Halloum is a delicious cheese originally from Cyprus. It used to be available only in Cyprus, Greece, and the Eastern Mediterranean area, such as Lebanon, Syria but now it is available world wide. It is a cheese made of sheep's and goat's milk. Now sometimes they include some cow's milk. But the authentic Halloum is made from goat and sheep's milk. The beauty of this cheese is that it has a high melting point and can be used to fry or grill....
|The Space In The Middle Is Where The Mint Used To Be Put|
Photo Courtesy Of Wikipedia On Google
|This One Was Bought In Athens A Few Days Ago.|
The reason I called it the squeaky cheese is because it sort of squeaks while chewing it when it is right out of its package. It is rather salty but can be washed or soaked in fresh water to reduce the salinity.
I would like to share with you today an extremely quick recipe for grilled Halloum on toasted tortilla. You could call this a meze with a touch of Espanish (the tortilla).
Note: it tastes better with a tortilla than with pita bread.
You will need :
- Serves 4 as a meze or tapa.
- 1 pack of Haloum weighing 220 gr cut in slices using the mandolin.
- Stove-top grill or a pan. The stove-top grill is preferable because you can make the grill lines .

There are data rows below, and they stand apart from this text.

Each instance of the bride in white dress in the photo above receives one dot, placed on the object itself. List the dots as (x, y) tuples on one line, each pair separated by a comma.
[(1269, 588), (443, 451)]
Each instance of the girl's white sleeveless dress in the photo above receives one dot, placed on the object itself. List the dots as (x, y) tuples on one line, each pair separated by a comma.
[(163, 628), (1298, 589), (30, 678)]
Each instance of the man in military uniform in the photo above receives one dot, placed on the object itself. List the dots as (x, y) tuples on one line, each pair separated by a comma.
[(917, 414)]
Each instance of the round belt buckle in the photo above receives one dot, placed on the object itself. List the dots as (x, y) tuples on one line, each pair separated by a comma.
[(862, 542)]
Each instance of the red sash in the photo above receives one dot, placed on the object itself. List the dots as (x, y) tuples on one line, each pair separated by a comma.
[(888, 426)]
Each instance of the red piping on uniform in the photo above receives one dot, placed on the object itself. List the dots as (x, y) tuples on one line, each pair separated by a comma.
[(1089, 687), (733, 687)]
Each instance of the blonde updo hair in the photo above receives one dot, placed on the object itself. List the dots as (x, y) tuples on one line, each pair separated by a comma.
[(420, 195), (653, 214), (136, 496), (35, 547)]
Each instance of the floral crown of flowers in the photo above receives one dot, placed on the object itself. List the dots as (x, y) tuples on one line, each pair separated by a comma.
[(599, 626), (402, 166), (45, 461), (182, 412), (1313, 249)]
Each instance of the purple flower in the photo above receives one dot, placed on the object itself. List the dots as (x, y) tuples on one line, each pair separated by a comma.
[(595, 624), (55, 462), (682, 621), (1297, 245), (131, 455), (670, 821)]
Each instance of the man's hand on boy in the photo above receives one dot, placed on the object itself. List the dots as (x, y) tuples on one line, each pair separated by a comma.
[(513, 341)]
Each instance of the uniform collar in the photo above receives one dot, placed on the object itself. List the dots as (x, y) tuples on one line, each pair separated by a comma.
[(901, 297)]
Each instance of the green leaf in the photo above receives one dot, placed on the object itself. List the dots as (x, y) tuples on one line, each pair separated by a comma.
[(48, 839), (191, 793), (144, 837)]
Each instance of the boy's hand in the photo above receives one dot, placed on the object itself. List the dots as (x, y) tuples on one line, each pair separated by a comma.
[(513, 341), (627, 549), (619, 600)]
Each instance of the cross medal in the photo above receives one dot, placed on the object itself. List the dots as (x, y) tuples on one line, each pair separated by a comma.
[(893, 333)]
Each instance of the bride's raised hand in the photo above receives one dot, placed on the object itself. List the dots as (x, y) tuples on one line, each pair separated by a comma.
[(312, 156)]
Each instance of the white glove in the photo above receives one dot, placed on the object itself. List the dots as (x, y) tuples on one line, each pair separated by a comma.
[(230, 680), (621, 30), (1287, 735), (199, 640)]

- Some fresh or dried mint leaves.
- Tortillas cut as per picture then cut right across the diameter.
- Heat the stove-top grill to medium heat.
- Place the Haloum slices on the stove-top grill.

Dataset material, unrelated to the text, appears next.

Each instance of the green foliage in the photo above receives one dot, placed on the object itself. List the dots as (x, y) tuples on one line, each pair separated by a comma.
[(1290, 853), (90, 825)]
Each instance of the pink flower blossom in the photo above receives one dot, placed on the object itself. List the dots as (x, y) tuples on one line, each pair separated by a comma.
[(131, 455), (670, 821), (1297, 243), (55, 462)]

- Once you have placed all the slices, start checking on the first, second etc. If the grid lines have been made then overturn till you have overturned the whole bunch.

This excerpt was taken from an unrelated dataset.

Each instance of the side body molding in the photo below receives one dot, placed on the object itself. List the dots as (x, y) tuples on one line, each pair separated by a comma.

- Pile everything on one side of the grill to keep warm, then start grilling the turtilla pieces (one or two minutes).
- Once those are grilled as well, take a piece of tortilla, place a piece of mint which you have heated as well, then add a slice of the Halloum.
- Continue until you have used up all the Halloum.
Serve while it is hot, soft and melty.
Enjoy this excellent Greek / Cypriot meze.